“Will ye hae me, Mr Bigg?”

“Most willingly, ma’am; and we’ll be still better pleased if you’ll sit down with us to the Lord’s table afterwards.”

“I gang to the perris-kirk, ye ken,” said Miss Horn, supposing the good man unaware of the fact.

“Oh! I know that, ma’am. But don’t you think, as we shall, I trust, sit down together to his heavenly supper, it would be a good preparation to sit down together, once at least, to his earthly supper first?”

“I didna ken ’at ye wad hae ony but yer ain fowk! I hae aften thoucht mysel’, it was jist the ae thing ony Christi-an sud be ready to du wi’ ony ither. Is ’t a new thing wi’ ye to haud open hoose this gait, sir,—gien I may tak the leeberty to speir?”

“We don’t exactly keep open house. We wouldn’t like to have any one with us who would count it poor fare. But still less would we like to exclude one of the Lord’s friends. If that is a new thing, it ought to be an old one.—You believe in Jesus Christ—don’t you, ma’am?”
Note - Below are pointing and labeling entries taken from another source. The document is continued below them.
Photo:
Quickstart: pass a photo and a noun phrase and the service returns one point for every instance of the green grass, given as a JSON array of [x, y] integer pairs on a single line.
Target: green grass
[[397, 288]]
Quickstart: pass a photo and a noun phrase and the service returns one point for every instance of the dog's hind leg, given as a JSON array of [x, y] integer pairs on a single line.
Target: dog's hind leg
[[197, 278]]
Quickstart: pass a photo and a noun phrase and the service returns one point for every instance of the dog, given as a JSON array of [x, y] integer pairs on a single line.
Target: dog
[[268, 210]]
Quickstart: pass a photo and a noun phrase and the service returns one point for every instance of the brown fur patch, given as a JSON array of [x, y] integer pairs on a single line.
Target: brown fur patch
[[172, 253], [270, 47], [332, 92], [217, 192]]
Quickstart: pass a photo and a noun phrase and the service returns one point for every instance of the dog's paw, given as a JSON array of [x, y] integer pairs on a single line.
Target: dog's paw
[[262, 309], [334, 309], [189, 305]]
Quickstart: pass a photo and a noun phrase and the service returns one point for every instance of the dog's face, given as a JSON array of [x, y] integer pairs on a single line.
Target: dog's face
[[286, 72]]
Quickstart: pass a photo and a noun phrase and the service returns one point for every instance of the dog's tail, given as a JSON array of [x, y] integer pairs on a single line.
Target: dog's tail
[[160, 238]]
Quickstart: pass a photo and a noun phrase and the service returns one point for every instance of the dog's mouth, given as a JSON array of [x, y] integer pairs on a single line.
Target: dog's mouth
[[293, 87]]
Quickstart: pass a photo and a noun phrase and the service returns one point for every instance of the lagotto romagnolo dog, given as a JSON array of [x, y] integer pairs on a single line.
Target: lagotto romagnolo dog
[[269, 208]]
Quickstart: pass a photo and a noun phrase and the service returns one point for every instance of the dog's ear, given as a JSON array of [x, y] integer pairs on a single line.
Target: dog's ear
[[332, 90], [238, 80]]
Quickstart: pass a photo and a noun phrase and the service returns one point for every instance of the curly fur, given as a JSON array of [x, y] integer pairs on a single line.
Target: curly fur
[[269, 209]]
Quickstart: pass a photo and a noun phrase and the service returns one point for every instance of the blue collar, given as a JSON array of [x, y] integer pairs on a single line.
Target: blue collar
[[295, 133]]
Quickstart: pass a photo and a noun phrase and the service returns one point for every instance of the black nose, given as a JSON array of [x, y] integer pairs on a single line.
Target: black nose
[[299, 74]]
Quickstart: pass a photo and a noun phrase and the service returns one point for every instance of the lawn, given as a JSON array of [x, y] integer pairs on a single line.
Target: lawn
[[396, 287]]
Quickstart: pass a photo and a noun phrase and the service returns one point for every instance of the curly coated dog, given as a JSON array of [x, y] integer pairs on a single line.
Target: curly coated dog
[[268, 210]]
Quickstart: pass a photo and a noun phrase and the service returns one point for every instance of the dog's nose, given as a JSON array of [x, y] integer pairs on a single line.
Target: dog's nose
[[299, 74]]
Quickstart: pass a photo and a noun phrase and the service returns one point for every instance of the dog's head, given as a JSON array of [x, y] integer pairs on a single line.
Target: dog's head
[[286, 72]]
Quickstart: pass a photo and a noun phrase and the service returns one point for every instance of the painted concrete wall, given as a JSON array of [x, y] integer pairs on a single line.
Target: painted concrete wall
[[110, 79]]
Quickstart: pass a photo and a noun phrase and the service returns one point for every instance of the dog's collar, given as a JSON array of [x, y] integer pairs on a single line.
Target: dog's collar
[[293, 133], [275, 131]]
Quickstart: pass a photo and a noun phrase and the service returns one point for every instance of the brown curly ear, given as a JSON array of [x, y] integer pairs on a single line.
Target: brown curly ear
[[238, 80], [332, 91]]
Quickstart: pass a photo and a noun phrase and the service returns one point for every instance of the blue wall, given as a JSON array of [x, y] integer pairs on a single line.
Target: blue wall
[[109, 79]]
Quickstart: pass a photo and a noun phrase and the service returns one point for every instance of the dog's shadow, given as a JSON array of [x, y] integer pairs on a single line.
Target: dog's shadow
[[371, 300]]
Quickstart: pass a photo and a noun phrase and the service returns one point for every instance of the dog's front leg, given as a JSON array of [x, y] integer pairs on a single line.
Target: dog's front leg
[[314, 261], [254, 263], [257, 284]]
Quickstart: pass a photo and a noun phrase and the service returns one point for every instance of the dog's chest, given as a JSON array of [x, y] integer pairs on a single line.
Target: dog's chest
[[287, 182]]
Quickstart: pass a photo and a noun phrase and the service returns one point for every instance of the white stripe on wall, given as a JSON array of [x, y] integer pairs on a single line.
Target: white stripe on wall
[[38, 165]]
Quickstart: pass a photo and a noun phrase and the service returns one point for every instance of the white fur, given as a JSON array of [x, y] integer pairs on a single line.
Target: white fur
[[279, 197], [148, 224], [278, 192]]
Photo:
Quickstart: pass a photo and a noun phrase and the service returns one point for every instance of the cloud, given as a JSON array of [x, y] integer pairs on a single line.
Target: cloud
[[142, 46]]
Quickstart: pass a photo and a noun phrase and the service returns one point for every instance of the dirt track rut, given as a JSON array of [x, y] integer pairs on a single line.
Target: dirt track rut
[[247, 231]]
“I dinna ken whether I believe in him as ye wad ca’ believin’ or no—there’s sic a heap o’ things broucht to the fore noo-a-days ’at I canna richtly say I un’erstan’. But as he dee’d for me, I wad dee for him. Raither nor say I didna ken him, I wad hing aside him. Peter an’ a’, I canna say less.”

Mr Bigg’s eyes began to smart, and he turned away his head.

“Gien that’ll du wi’ ye,” Miss Horn went on, “an’ ye mean nae desertion o’ the kirk o’ my father an’ his fathers afore him, I wad willin’ly partak wi’ ye.”

“You’ll be welcome, Miss Horn—as welcome as any of my own flock.”